第36話 死角
死角というもの恐ろしいものであると、聡見は常々思っていた。
障害物や体の向き、視野の狭さなど様々な要因があり、すぐ近くであっても見えなくなる。そこに何かがいたとしても分からない。どれほど恐ろしいことだろうか。
近づいてくるのが人間ばかりとは限らないので、聡見はできる限り気にして生活をしていた。
「あ」
――危ない!
そう続くはずの聡見の言葉は、声にならなかった。
聡見と良信は、登下校を基本的に一緒にしていて、片方に用事がある時は学校の玄関で待ち合わせをしていた。
今日は聡見に用事があり、待っている良信のところへ急いで向かっていたのだが、途中で止まらざるを得なかった。
良信は聡見に背を向けた状態で立っていた。そこに、スルスルと近づく物体がいたのだ。
フォルムを説明するならば、ナメクジが一番的を射ていた。ねっとりと粘膜が体を覆っていて、つつけば軽く反発がありそうな餅ぐらいの硬さ。移動した道筋に、粘膜が残っていた。スピードがナメクジほどだったら良かったが、音を立てずにとんでもない速さで良信に近づく。
あれは良信に悪影響を与える。気づいていないから、俺がなんとかしなくては。死角だから見えていない。
そう思って声を出そうとしたのだが、結局言葉にはならなかったのだ。
背後から近づき飛びついたそれを、良信は視線を向けることなく叩き落とした。何故か手に持っていたハリセンを使って。

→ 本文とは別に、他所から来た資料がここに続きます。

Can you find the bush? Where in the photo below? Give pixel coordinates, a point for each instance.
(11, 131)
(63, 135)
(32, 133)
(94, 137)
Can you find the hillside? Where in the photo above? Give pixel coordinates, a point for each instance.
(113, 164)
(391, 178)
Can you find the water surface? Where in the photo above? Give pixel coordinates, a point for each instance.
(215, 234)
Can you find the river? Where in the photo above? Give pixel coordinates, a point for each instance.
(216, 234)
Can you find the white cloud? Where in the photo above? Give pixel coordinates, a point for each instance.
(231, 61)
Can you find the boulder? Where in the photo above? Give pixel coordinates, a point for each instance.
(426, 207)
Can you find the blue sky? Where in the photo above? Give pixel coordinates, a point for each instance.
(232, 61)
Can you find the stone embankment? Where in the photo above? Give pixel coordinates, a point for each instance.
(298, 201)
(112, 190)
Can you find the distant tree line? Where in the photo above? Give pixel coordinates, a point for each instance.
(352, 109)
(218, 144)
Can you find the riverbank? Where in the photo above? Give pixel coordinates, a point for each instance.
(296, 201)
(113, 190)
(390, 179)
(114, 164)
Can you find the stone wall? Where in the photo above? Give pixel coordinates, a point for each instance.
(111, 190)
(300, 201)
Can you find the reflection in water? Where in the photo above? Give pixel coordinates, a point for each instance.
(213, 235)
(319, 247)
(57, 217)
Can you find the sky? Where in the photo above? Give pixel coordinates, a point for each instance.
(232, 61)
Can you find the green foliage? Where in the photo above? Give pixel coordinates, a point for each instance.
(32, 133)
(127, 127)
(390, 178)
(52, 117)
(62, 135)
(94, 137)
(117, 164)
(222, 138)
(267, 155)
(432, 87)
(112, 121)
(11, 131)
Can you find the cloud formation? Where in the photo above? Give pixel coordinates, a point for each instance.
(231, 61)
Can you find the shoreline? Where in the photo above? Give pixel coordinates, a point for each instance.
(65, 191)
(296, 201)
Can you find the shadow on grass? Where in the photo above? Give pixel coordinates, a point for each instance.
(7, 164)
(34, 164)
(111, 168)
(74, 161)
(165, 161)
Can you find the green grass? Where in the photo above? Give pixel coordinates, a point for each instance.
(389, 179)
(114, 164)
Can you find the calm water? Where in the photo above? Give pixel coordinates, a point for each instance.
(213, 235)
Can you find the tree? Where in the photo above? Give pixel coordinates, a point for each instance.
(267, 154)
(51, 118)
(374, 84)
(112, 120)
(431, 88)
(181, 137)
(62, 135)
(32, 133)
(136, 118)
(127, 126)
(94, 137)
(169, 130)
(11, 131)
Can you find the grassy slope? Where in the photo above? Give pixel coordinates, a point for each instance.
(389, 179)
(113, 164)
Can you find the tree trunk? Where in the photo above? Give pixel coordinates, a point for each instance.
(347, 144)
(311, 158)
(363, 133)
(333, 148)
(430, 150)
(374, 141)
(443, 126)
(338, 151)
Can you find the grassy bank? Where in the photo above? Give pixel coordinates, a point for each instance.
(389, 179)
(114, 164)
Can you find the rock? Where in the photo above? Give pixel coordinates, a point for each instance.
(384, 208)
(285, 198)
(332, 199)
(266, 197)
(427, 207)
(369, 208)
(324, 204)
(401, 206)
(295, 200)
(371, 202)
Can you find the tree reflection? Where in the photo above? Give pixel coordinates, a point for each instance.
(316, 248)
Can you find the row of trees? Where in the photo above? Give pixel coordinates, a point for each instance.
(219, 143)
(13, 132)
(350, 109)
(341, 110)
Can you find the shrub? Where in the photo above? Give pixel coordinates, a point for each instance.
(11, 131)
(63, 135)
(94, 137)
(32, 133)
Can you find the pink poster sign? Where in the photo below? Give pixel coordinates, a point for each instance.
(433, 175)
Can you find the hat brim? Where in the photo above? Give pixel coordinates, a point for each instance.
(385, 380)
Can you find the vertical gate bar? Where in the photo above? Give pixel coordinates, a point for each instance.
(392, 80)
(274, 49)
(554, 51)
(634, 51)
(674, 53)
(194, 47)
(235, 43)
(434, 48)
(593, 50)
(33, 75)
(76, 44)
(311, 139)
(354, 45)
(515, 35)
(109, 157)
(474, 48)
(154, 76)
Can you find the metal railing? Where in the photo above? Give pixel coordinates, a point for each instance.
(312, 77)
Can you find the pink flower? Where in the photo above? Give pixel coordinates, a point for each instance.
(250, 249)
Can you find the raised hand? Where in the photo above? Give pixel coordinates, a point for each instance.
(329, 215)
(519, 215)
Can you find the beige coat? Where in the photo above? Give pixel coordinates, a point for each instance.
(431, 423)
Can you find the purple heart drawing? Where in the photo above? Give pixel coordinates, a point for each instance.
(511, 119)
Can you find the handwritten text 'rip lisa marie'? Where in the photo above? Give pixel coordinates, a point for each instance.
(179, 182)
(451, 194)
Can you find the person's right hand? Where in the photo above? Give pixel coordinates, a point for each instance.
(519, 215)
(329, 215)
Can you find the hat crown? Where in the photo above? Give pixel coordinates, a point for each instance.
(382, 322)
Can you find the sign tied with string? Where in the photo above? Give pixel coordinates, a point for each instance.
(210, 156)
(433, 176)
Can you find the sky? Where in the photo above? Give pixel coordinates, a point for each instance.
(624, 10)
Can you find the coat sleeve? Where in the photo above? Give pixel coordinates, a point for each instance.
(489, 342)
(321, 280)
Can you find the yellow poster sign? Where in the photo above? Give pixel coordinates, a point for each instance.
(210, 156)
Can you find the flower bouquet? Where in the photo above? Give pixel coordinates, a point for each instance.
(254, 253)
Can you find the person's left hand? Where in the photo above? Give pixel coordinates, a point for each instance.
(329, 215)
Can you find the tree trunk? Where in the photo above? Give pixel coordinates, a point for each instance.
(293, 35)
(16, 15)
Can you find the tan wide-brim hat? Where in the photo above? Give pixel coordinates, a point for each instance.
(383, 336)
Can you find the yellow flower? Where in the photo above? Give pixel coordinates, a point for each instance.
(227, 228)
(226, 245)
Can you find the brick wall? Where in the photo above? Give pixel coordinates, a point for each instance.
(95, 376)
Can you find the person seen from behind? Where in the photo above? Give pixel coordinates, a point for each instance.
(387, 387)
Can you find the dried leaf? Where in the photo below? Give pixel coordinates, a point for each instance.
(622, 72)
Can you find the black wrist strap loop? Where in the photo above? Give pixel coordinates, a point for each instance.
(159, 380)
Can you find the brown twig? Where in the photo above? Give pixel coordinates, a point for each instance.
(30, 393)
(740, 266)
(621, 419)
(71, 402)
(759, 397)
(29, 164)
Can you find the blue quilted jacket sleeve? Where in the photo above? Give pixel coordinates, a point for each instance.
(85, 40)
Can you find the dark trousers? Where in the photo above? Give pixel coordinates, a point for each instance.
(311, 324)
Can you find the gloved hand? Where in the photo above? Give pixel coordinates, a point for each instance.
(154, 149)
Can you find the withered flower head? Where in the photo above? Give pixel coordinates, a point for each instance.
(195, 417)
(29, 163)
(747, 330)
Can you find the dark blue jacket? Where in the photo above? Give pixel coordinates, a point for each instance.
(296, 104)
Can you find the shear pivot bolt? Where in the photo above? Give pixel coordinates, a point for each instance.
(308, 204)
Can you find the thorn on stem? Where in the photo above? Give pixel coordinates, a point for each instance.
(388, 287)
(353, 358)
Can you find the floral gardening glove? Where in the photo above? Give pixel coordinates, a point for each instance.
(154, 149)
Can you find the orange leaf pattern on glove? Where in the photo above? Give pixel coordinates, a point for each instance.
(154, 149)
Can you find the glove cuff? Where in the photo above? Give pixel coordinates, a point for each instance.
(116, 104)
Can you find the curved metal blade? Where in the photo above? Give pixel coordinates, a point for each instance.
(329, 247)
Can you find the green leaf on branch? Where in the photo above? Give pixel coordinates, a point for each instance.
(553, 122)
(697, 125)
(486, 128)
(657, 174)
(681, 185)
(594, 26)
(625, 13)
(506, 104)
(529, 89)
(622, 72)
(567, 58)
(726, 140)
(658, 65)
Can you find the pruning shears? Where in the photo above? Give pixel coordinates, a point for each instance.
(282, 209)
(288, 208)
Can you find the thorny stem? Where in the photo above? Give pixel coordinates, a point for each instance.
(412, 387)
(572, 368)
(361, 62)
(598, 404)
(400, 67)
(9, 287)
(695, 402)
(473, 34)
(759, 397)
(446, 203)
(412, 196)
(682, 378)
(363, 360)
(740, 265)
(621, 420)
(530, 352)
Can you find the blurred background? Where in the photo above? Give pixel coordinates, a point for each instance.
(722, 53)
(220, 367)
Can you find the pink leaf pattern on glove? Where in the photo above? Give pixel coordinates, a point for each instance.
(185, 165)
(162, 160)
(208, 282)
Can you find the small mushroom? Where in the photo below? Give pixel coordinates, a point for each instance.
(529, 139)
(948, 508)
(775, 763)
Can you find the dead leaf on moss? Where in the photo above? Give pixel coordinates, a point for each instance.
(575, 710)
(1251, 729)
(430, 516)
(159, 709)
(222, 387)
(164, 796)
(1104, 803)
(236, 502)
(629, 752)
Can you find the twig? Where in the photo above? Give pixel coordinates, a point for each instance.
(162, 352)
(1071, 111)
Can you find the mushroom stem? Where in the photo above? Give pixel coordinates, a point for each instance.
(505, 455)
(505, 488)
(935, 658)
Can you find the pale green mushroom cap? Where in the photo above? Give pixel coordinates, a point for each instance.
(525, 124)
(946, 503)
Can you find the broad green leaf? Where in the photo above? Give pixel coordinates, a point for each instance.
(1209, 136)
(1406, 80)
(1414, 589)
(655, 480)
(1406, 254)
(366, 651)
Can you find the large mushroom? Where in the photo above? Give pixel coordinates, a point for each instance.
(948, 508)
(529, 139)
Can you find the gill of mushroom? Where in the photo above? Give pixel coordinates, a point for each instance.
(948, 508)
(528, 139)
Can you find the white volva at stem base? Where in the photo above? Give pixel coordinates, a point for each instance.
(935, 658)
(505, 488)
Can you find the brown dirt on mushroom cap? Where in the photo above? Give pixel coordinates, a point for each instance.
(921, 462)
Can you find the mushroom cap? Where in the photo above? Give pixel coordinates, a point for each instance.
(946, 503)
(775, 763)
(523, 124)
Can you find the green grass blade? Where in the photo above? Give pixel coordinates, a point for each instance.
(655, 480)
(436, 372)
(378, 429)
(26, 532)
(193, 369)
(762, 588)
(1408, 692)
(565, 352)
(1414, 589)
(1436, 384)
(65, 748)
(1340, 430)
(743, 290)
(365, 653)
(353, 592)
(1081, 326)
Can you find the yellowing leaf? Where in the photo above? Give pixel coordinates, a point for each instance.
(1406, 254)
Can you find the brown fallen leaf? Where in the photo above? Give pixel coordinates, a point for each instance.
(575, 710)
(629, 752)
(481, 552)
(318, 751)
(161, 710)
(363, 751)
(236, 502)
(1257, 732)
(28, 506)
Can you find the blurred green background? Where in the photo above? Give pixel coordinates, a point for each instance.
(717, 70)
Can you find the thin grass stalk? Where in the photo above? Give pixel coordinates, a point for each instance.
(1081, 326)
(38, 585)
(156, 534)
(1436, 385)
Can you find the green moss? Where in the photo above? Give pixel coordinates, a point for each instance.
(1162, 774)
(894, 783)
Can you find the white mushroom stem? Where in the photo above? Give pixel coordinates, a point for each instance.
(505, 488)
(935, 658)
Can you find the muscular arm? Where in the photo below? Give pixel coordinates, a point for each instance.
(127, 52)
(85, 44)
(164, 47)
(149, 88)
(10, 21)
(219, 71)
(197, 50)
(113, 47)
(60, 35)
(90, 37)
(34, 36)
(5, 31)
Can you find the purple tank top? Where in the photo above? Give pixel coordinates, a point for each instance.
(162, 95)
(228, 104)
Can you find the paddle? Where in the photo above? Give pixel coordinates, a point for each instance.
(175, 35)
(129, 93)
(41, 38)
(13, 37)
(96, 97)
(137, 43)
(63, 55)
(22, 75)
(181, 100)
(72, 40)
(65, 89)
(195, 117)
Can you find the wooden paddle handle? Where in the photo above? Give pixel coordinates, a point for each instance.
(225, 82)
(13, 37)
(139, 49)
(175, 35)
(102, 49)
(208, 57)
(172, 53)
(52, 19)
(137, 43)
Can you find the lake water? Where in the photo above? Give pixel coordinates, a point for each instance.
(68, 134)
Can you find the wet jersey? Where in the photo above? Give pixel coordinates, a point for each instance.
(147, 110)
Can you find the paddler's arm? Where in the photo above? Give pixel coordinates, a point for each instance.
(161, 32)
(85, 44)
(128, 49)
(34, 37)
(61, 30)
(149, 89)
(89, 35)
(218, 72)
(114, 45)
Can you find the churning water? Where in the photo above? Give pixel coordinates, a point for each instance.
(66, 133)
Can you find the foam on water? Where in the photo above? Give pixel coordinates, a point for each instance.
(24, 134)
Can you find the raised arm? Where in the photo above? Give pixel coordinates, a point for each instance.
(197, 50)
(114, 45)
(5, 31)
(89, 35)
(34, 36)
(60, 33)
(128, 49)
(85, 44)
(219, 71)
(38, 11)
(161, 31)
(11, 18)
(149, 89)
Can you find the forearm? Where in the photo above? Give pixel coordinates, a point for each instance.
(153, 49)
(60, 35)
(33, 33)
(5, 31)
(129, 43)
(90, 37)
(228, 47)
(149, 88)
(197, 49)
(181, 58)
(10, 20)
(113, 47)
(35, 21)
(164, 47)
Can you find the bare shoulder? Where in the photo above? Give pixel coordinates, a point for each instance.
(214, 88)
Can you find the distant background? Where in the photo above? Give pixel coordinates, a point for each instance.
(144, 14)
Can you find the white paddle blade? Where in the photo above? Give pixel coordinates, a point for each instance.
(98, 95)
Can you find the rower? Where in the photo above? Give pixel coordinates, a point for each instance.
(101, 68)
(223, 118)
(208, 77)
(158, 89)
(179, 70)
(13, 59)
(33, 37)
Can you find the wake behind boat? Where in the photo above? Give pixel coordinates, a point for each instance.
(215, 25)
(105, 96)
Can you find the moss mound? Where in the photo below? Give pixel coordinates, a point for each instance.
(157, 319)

バチィインという音が響き、聡見は手を伸ばした体勢で固まった。叩かれたそれは、地面に勢いよく体を打ちつけて消える。残ったのは粘膜だけだ。
「あ、とみちゃん。遅かったね」
「えっと、悪い」
聡見に気づいて振り向いた良信は、今あったことを話題に出さなかった。聡見もなんとなく聞くタイミングを逃して、良信の隣に並ぶ。
良信には死角が無いのかもしれない。そう考えて、聡見は違う意味で恐ろしくなった。